Though the mood does get heavy at times, "Nightingale Floors" also features tracks like the rollicking, anthemic lead single, "College," and warm acoustic ballad "The Closer I Get," each of which could likely help extend the group's track record in scoring big synchs. "Lake Michigan" (2007) was featured in a national campaign for Microsoft's Zune and several films and TV shows, while 2005 non-album cut "Eyes" continues to pop up in places like a 2010 ad for LG phones and remains the band's best-selling Sub Pop track. A new song recorded during the "Nightingale Floors" sessions, "No Time," appears on the "Iron Man 3: Heroes Fall" soundtrack. The act has also been shopping a series of exclusive alt-rock covers for potential use in film and TV, making the rounds of ad agencies, movie studios and network music supervisors in the weeks leading up to album release.
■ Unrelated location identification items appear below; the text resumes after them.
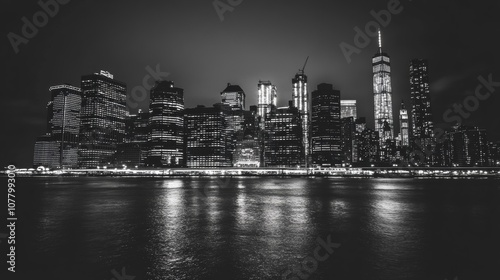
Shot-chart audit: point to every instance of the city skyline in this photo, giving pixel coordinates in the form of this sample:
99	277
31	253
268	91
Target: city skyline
240	60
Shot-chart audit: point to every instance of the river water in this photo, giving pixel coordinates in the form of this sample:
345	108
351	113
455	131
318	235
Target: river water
257	228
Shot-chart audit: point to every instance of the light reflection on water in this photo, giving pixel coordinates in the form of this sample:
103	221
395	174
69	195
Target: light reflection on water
257	228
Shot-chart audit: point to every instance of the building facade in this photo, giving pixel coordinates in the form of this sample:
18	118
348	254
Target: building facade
267	98
283	145
102	117
63	127
206	139
382	88
348	109
166	126
326	126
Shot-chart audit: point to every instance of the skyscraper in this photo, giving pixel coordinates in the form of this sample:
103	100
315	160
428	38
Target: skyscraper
103	117
206	139
234	97
325	126
404	136
166	122
284	145
300	97
422	124
268	97
348	109
382	89
63	127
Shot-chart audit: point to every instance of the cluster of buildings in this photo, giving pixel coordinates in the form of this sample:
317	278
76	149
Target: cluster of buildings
90	127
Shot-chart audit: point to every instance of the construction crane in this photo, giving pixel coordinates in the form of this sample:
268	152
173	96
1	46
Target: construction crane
301	71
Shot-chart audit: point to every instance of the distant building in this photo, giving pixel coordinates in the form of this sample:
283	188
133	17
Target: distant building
166	126
63	126
469	146
348	109
301	102
326	126
382	88
206	139
103	115
47	152
267	98
133	152
404	133
348	140
368	147
234	97
421	111
283	138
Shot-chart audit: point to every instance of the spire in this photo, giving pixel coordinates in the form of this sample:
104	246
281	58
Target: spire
379	40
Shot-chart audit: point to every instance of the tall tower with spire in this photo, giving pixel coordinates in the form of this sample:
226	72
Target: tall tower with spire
301	102
382	90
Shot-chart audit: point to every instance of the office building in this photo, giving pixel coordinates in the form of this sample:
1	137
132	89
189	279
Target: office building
325	126
102	117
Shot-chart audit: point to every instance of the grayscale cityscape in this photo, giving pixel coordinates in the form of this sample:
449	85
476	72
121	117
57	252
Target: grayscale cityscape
234	139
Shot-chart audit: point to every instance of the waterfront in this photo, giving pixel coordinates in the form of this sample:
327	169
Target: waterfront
257	228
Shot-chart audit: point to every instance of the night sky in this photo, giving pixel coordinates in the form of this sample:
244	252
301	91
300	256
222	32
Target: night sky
258	40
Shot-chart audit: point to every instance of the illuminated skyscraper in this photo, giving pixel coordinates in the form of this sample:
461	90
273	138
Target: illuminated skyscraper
348	109
283	138
62	138
382	90
206	139
166	122
234	97
268	97
404	126
103	115
301	102
326	126
422	125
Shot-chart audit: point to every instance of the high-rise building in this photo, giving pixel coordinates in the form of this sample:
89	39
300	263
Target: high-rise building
348	140
422	124
63	128
300	97
382	94
103	115
326	126
368	147
284	145
47	152
268	97
234	97
133	152
404	135
469	146
348	109
166	124
206	139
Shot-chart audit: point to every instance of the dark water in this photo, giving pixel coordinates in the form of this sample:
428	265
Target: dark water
255	228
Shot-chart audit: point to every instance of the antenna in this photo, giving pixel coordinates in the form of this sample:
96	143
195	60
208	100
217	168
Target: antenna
304	68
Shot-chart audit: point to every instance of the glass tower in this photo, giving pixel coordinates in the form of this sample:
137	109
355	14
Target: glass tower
301	102
103	115
166	122
268	97
382	90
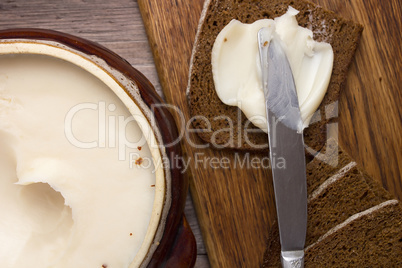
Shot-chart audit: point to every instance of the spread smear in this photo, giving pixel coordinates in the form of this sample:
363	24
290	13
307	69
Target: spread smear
69	197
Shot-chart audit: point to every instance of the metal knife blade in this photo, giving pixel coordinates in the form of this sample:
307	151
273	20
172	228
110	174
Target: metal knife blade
285	137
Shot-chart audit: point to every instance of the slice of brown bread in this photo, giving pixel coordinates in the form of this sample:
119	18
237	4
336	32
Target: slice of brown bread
336	193
211	115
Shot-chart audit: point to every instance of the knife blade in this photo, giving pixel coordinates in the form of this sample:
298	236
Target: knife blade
285	135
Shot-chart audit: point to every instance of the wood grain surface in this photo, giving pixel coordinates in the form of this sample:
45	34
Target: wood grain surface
234	204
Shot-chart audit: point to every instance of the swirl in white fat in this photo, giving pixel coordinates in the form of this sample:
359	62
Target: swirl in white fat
62	205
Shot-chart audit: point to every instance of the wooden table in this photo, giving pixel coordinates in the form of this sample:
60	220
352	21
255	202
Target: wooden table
116	25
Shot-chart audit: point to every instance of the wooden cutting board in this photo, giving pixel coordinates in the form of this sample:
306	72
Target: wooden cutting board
235	205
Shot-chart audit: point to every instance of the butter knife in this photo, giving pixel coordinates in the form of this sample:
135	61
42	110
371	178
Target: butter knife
285	137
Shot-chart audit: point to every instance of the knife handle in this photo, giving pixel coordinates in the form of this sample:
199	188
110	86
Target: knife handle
292	259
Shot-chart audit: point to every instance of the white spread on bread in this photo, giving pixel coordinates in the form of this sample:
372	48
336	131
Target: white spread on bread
237	72
340	174
62	205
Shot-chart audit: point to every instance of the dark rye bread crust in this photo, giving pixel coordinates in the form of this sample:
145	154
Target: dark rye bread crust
353	193
372	240
343	35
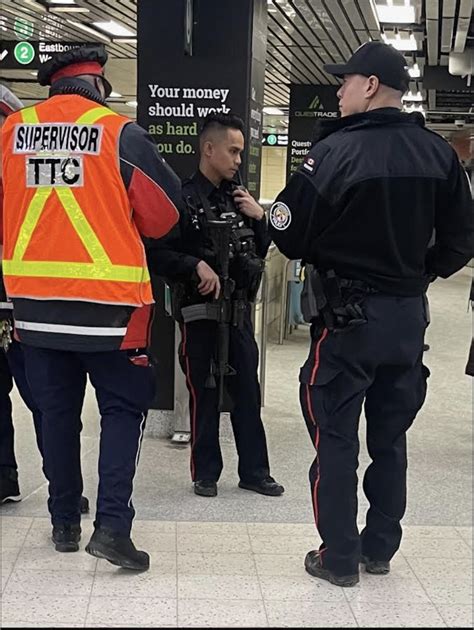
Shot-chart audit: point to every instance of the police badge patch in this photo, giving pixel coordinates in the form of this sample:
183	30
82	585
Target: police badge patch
280	216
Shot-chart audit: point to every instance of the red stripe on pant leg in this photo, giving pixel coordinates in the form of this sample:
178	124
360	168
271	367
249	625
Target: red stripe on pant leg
317	355
316	446
317	360
193	402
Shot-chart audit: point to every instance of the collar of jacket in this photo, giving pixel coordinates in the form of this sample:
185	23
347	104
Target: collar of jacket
206	186
77	87
376	117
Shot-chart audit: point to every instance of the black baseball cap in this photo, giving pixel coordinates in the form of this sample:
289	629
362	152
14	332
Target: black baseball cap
378	59
74	62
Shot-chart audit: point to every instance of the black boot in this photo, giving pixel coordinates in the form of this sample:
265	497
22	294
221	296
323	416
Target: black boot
84	505
312	564
205	488
376	567
267	486
117	549
9	488
66	537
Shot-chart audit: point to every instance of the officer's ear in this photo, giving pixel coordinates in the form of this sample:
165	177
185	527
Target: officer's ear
372	86
207	148
99	86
"We all know the value of synchs and what that can create at a marketing level, and we've seen it before that it can stimulate the fan base and potentially turn people on to the band's music in places where they would never otherwise hear the band," Vagrant Records label manager Dan Gill says. "The band made a great record, and we're going to position it to succeed and create as many opportunities as possible."

Rogue Wave sets off on a summer headlining tour with Caveman in June, with another leg to begin in the fall before targeting festivals in 2014. Rogue says "Nightingale Floors" will be much easier to re-create live than the more technologically demanding "Permalight," and manager Jordan Kurland is exploring options to secure the group an opening slot on a top tour later this year.

"With the type of record they made and the new label, it feels like there's a bit of new energy around it," Kurland says. "We knew there were a lot of Rogue Wave fans out there, but starting this process up again is reminding us just how many there are, even at radio and among music supervisors."